Bien que le concept soit connu de tous, le fonctionnement et les subtilités de l’hypothèque légale en faveur des personnes qui ont participé à la construction ou à la rénovation d’un immeuble demeurent la plupart du temps un mystère pour les entrepreneurs et sous-entrepreneurs. Survolons ensemble les principes de base.
Lors de la rédaction du Code civil du Québec, le Législateur a choisi d’accorder une priorité à certaines créances et a prévu que seulement celles-ci pouvaient donner lieu à une hypothèque légale. Dans ces créances, on retrouve notamment les créances des personnes qui ont participé à la construction ou à la rénovation d’un immeuble1.

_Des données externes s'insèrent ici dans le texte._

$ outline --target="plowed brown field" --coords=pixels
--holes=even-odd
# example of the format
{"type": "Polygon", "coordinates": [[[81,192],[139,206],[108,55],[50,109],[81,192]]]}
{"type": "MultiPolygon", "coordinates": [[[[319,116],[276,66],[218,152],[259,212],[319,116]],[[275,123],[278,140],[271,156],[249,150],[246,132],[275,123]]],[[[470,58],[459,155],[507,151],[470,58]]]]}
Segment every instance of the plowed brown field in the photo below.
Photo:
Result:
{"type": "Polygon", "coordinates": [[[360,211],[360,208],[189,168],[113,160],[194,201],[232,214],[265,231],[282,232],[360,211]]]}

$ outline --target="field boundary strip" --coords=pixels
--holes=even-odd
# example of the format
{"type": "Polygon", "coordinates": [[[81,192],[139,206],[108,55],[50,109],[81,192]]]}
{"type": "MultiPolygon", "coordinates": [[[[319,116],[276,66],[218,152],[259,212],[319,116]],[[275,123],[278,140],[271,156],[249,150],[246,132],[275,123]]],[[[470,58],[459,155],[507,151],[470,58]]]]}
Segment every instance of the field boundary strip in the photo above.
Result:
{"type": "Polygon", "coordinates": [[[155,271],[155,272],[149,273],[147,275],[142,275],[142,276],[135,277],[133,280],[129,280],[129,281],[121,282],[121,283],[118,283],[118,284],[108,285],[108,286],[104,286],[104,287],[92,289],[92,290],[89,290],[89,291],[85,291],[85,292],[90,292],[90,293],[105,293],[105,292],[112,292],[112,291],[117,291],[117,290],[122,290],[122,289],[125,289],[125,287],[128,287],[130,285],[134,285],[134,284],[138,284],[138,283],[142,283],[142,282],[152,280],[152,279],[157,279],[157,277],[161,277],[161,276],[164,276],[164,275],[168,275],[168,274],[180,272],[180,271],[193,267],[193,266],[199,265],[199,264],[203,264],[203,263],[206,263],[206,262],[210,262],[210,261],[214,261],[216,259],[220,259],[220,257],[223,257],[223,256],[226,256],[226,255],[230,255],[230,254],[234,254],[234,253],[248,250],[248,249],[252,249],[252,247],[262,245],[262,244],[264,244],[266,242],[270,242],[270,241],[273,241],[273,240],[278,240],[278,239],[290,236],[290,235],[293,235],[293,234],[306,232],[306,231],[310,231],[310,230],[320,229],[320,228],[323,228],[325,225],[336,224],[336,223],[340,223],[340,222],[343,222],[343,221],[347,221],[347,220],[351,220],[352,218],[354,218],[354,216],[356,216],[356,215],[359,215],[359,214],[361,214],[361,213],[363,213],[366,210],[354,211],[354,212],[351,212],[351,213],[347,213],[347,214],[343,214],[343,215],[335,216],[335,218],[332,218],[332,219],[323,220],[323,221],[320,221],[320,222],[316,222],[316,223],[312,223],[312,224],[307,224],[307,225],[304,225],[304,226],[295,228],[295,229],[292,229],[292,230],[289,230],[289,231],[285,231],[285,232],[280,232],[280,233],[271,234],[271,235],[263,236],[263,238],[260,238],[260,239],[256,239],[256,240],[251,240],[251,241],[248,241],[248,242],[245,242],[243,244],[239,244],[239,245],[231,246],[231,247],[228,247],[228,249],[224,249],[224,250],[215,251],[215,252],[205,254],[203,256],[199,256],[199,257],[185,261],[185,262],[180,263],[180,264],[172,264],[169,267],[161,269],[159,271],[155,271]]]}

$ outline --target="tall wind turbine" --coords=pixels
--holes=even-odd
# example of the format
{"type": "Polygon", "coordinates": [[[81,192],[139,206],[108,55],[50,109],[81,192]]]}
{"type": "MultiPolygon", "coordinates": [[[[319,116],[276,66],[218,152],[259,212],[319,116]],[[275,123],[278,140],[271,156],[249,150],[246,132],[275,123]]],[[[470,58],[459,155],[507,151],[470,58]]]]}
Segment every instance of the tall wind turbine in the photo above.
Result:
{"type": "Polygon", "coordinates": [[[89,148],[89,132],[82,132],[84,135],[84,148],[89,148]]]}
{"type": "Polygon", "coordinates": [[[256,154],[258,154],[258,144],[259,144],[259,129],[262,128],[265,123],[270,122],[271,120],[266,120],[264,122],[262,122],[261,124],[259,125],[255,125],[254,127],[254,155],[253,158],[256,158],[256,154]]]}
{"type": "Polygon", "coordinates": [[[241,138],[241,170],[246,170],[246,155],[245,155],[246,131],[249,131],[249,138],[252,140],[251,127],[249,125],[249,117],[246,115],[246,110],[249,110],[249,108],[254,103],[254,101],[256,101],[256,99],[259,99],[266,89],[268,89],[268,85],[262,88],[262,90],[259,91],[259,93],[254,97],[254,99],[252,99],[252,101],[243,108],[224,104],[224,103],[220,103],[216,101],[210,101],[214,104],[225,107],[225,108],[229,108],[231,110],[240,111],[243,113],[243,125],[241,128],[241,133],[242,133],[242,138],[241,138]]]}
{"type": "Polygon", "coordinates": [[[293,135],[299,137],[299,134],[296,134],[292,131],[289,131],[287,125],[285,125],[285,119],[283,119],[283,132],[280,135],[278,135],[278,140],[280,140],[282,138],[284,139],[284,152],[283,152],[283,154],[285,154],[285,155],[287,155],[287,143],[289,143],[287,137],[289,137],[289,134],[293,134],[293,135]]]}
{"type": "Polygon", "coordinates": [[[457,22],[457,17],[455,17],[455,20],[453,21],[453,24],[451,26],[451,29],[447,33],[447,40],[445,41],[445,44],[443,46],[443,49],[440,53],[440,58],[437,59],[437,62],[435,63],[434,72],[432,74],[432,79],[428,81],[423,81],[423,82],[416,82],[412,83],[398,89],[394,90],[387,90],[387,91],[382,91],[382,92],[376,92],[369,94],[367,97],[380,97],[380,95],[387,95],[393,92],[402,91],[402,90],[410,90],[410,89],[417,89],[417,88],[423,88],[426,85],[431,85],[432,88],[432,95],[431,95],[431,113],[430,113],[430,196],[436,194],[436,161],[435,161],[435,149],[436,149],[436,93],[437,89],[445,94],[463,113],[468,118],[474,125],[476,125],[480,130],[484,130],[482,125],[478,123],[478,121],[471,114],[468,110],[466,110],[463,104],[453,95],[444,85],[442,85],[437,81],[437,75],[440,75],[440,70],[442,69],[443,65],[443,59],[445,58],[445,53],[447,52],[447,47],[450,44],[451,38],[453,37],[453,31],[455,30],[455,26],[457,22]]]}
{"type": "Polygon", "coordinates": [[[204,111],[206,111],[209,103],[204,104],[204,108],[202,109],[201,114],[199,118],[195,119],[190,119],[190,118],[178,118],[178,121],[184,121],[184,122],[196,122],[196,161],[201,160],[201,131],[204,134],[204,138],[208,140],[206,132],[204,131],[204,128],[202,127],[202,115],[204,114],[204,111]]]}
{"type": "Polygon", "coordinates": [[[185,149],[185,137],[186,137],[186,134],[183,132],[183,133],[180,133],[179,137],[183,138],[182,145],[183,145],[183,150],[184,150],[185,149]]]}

Pourquoi exactement ? Parce que contrairement aux garagistes qui peuvent retenir un bien sur lequel ils ont effectué des réparations jusqu’à ce qu’elles soient payées, l’entrepreneur ou le sous-entrepreneur qui exécute des travaux sur le bien immeuble d’un tiers ne peut conserver le bien jusqu’au paiement. Or, considérant que les travaux de l’entrepreneur ou du sous-entrepreneur apportent une plus-value à l’immeuble, la logique voulant que le bien prenne de la valeur avec les travaux réalisés, le Législateur a fait le choix de permettre aux entrepreneurs et sous-entrepreneurs de grever le bien immeuble sur lequel des travaux ont été réalisés d’une hypothèque légale en faveur des personnes qui ont participé à la construction ou à la rénovation d’un immeuble, et ce afin de protéger leur créance.
Ainsi, en inscrivant une hypothèque légale, même si l’immeuble change de propriétaire, la créance demeurera attachée à celui-ci, permettant à l’entrepreneur ou au sous-entrepreneur de faire le nécessaire pour la récupérer. Cela permet aux entrepreneurs et sous-entrepreneurs d’éviter de réaliser des travaux sur un bien qui prendra ainsi de la valeur sans jamais que les travaux ne soient payés.

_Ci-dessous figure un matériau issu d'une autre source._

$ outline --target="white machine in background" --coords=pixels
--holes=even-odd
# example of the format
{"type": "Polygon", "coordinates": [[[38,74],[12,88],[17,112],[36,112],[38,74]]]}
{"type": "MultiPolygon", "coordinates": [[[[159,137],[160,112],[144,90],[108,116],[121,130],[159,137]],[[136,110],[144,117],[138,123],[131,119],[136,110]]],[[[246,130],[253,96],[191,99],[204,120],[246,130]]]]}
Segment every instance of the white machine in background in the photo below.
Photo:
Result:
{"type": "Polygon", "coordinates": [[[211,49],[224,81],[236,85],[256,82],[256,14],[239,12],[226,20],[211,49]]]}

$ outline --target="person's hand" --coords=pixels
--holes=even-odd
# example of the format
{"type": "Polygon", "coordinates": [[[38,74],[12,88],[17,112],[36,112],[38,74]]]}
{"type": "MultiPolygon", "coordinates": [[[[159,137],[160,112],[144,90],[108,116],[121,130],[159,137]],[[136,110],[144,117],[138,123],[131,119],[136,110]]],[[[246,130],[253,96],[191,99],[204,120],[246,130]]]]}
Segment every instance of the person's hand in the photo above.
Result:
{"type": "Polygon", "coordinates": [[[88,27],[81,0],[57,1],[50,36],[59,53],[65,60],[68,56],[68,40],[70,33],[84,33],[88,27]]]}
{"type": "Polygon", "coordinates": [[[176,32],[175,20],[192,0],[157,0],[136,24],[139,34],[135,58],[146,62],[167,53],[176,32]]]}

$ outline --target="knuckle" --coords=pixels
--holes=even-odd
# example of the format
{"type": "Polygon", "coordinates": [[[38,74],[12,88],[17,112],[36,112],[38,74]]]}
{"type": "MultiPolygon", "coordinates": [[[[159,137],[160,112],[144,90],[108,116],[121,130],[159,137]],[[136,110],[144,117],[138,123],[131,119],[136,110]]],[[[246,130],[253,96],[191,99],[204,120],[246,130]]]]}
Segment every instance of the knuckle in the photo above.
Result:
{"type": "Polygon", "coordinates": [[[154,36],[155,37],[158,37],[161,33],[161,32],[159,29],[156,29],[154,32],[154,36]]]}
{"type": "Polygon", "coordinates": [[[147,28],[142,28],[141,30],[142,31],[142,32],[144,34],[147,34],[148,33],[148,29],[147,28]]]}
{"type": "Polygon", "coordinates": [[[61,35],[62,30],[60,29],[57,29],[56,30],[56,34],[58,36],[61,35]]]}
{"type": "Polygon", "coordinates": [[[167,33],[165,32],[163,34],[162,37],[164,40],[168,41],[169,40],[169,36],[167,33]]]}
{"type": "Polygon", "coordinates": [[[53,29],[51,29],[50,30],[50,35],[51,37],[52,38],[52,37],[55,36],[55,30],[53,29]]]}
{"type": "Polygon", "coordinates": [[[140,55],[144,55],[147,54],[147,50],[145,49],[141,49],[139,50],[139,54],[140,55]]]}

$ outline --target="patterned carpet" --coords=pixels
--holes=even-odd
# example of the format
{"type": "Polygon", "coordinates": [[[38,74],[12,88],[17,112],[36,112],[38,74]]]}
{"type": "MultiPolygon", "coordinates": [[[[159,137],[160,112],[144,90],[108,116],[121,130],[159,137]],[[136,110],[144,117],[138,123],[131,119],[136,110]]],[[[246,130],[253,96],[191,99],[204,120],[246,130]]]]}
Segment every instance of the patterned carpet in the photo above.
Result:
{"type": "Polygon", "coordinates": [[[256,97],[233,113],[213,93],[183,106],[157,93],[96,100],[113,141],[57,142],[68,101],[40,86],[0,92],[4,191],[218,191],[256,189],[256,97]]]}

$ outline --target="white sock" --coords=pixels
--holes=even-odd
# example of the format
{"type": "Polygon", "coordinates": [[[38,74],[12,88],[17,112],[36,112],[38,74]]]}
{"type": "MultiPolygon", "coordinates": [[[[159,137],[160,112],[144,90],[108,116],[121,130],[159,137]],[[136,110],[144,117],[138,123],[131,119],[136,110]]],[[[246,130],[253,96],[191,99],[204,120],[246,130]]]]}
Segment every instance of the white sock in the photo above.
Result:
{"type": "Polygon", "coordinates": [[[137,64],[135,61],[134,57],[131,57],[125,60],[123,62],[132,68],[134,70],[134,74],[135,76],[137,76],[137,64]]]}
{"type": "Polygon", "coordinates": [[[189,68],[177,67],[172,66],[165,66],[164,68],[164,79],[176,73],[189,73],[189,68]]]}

Il faut cependant noter que ce n’est pas nécessairement la pleine valeur de travaux qui peut être garantie par la publication d’une hypothèque puisque celle-ci garantit la plus-value donnée à l’immeuble par les travaux, matériaux ou services fournis ou préparés pour ces travaux2.

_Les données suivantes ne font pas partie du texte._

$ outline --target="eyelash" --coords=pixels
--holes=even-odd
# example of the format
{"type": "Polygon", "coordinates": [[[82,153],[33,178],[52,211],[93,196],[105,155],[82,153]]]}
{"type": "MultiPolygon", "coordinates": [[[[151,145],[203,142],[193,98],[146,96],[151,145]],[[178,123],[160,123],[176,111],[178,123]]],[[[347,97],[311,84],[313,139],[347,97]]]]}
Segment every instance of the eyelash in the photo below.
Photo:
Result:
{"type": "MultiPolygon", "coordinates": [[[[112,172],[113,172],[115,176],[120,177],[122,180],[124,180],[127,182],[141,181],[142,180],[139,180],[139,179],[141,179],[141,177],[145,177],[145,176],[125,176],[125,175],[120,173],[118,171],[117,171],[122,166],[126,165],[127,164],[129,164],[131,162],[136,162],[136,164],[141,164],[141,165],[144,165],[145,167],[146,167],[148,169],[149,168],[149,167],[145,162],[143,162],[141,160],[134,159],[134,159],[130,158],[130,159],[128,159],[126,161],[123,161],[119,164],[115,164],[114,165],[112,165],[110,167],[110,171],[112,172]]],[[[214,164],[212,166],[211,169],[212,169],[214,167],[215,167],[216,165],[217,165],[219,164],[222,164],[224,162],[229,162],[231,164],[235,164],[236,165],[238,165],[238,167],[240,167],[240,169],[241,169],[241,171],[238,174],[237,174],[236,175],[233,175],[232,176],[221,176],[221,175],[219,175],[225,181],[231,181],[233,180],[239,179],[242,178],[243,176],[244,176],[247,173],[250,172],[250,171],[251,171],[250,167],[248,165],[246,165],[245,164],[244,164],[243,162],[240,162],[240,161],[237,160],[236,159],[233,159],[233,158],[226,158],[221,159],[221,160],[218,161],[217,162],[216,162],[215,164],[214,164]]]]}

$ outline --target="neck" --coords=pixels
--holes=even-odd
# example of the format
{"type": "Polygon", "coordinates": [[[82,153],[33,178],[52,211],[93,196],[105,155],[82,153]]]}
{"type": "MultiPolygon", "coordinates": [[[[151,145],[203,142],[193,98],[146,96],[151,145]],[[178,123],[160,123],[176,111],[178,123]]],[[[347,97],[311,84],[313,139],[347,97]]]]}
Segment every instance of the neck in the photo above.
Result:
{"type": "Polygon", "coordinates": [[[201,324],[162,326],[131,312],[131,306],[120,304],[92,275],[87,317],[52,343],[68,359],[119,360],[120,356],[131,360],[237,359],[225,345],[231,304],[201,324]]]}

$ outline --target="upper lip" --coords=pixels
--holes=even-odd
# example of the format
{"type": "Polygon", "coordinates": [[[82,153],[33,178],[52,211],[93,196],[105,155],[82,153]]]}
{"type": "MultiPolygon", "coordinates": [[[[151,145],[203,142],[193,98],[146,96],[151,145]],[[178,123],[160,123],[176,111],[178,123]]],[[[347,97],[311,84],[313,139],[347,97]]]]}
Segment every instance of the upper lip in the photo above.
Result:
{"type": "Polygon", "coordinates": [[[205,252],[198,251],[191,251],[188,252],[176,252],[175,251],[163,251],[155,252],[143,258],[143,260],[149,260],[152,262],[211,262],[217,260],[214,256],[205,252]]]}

Ne publie pas non plus une hypothèque qui veut puisque cette sûreté est réservée à ceux qui ont contracté directement avec le propriétaire de l’immeuble ou qui lui ont dénoncé par écrit leurs travaux avant leur réalisation. L’entrepreneur et le sous-entrepreneur dont les services sont retenus auront donc tout intérêt à valider l’identité du propriétaire de l’immeuble avant de débuter leurs travaux et, au besoin, dénoncer l’existence de leur contrat.
En ce qui concerne les délais, bien que le Code civil du Québec indique que l’hypothèque existe sans qu’il soit nécessaire de la publier3, et qu’elle subsiste, quoiqu’elle n’ait pas été publiée, pendant les 30 jours qui suivent la fin des travaux (lire la fin de tous les travaux), une inscription doit être publiée avant l’expiration de ce délai de 30 jours pour que l’hypothèque soit conservée. Aussi, même une fois conservée par la publication d’une inscription, l’hypothèque s’éteint six mois après la fin des travaux à moins que, pour conserver l’hypothèque, le créancier ne publie une action contre le propriétaire de l’immeuble ou qu’il n’inscrive un préavis d’exercice d’un droit hypothécaire.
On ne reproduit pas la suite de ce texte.